Q: What other mistakes are millennials making at work, and how can they avoid them?
A: Many millennials think that because they grew up with all these technologies they are better at multitasking, and they often use multiple devices at the same time. Many millennials consider this behavior a way of increasing their productivity and expect that others should nd it acceptable. Multitasking, it turns out, does not make us faster or more efficient. It actually slows us down. Keep cell phones and devices out of sight when you need to focus.
Q: What strengths do millennials bring to the office?
A: Growing up in a world of instant gratification has its liabilities. It also offers a huge advantage. Millennials are comfortable with change and quicker to pivot than older generations. I am amazed by how many of them are so comfortable with the thought of quitting their jobs to freelance, join a start-up, or start a company themselves.
Companies should take advantage of these unique characteristics.

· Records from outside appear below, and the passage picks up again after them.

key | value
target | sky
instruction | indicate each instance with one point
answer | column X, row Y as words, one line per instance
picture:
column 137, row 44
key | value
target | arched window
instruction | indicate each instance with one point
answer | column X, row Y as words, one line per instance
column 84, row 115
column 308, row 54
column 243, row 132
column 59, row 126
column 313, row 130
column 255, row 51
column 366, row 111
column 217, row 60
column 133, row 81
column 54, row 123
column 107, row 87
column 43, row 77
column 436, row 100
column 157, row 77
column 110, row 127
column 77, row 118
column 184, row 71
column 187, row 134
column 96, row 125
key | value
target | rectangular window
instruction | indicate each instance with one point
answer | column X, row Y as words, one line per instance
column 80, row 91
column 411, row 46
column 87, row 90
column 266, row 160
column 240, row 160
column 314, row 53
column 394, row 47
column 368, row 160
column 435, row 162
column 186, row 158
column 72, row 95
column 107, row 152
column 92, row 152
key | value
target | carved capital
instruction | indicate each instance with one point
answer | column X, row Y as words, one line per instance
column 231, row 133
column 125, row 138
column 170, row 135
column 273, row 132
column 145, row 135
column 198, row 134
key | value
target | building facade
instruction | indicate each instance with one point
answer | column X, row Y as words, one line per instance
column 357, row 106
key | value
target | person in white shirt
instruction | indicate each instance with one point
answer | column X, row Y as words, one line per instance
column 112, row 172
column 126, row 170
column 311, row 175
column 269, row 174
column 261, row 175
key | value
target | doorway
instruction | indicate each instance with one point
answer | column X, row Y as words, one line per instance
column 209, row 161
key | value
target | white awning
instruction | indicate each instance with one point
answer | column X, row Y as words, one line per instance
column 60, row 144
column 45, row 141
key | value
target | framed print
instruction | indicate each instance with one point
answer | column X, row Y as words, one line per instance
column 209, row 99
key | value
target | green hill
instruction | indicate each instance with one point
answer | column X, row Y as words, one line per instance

If there is a project or opportunity that requires lots of quick turns, snap decisions, even risks—throw millennials at it.
Q: How can companies work to retain millennials?
A: Too many companies are not prioritizing the growth, the needs, and the confidence of their people. This is exaggerating the effects of how this young generation grew up, which is why they’re going from job to job to job, looking for a Company to take care of them. And no one’s doing that. Companies need to prioritize their people.
When a company is able to define and articulate their cause, purpose or believe, if gives their employees something to latch on to, so that they feel like they are a part of something bigger than themselves. We all want to work for a company with a clear sense of WHY and have our work be worth more than the money we are paid to do it.
I think the value add, the thing that millennials, and quite frankly everybody, will be looking for in the future of business is for companies that truly do a good job of building community. Of building an environment where the people really take care each other and love each other because that’s the environment in which they want to work. Instead of complaining that millennials aren’t showing up or aren’t engaged, leaders should use them as a barometer to gauge the kind of culture their company is building.
Whether they like it or not, leaders of companies do have to make some changes to the way they operate to accommodate some of the unique qualities of their youngest workers.
Q: What are some effective ways older workers can engage with younger ones in the office?
A: Practice empathy. The millennial generation has some unique personality characteristics that seem to confound their employers. Whether or not this is the same or to a higher degree than previous generations, I cannot say. Regardless, wherever I go, no matter the organization size or industry, managers are looking for guidance on how to lead their millennials.
I think employers need to practice empathy. Leaders of companies must remember to take their people as they are and respect that their unique experiences growing up impact how they approach the world. This is not something we must consider or practice only for millennials; we should be practicing empathy with everyone with whom we work.
Real, live human interaction is how we feel a part of something, develop trust and have the capacity to feel for others.
Because an excess of technology can negatively affect how some millennials connect, it’s up to us to bridge the gap. Lead by example by connecting in more human ways.